Our ultimate goal is to establish an automated process for clustering cells of interest to replace manual gating [2, 3]. Cell populations can be identified in an automated fashion (automated gating) by employing clustering algorithms. The most challenging aspect of the automated process is finding the best clustering algorithm for high-dimensional data sets [4–7]. Many existing dimension-reduction approaches may cause useful information to be lost [8–13]. There have been several attempts to use machine learning technique to automate the gating process [14–20]. The most commonly used approach is the k-mean algorithm [21], which assigns a cell to its nearest cluster. There are several versions of k-mean algorithms such as fuzzy k-mean, K-medoid, Gath Geva, and the Gustafson Kessel algorithm [22]. Other common approaches are hierarchical clustering [23–26] and density-based clustering [27].
Recently, model-based clustering has been gaining popularity [28–31], including use of the expectation-maximization (EM) algorithm [32]. However, most approaches only focus on the first stage of FC data analysis that identifies cell populations, some approaches are only semi-automatic [33], and some only target certain types of lymphocytic neoplasms [34, 35]. This paper proposes a novel 3-dimensional (3-D) 5-parameter model that detects multiple types of B-lymphocyte neoplasms.

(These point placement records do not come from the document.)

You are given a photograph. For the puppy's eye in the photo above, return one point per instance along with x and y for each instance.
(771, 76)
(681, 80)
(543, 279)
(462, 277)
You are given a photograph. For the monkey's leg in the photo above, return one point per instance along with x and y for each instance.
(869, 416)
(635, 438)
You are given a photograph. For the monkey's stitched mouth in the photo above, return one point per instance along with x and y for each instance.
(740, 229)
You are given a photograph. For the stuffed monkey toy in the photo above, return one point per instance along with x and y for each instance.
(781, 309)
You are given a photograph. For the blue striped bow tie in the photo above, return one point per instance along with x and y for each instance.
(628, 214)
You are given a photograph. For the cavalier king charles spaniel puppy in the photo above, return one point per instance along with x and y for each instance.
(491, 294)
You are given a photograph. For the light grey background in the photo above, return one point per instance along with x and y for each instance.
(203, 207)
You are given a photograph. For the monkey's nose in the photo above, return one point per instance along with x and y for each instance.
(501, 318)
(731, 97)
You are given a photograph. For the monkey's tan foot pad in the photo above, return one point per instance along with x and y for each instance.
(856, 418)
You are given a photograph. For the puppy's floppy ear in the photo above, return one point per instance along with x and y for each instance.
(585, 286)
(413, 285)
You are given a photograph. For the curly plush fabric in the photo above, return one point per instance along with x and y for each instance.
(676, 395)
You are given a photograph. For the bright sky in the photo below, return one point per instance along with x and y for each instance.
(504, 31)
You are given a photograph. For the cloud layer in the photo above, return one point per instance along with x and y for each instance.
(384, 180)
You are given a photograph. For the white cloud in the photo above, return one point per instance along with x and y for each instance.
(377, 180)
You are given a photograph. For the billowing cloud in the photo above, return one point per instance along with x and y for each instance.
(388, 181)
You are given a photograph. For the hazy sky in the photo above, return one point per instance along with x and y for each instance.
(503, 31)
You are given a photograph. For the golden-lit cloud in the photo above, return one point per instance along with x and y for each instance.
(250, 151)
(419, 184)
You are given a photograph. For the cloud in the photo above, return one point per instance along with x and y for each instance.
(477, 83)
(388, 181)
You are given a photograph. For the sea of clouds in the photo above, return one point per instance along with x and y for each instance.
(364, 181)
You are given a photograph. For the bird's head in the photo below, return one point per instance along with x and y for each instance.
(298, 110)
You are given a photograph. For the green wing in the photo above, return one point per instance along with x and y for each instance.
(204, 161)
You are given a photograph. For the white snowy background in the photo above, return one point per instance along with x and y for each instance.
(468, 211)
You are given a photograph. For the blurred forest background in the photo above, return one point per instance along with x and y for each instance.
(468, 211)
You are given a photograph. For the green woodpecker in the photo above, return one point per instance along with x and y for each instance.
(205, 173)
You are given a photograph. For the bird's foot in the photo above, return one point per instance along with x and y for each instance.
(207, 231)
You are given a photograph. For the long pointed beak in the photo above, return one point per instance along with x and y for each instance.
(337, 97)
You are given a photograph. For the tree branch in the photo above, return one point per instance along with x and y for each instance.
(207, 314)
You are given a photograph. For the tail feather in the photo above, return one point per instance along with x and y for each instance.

In this proof-of-concept study, we will apply this methodology to differentiate between selected subtypes of B-lymphocyte neoplasms and identify biomarkers that contribute to the classification of certain subtypes, such as chronic lymphocytic leukemia (CLL) and follicular lymphoma (FL). Our goal is to develop software solutions to allow pathologists to quickly interpret the FC data without bias.
Methods
A multi-profile approach for lymphoma detection
The multi-profile lymphoma detection described in this article can detect whether the FC data of an individual matches the profile of a particular type of lymphoma or that of a healthy donor. The objectives of the computational detection system were: (1) minimum human intervention in the detection process, (2) ability to detect various types of B-lymphocyte neoplasms, (3) efficient computation complexity, and (4) reasonable detection rate with a low false-negative rate.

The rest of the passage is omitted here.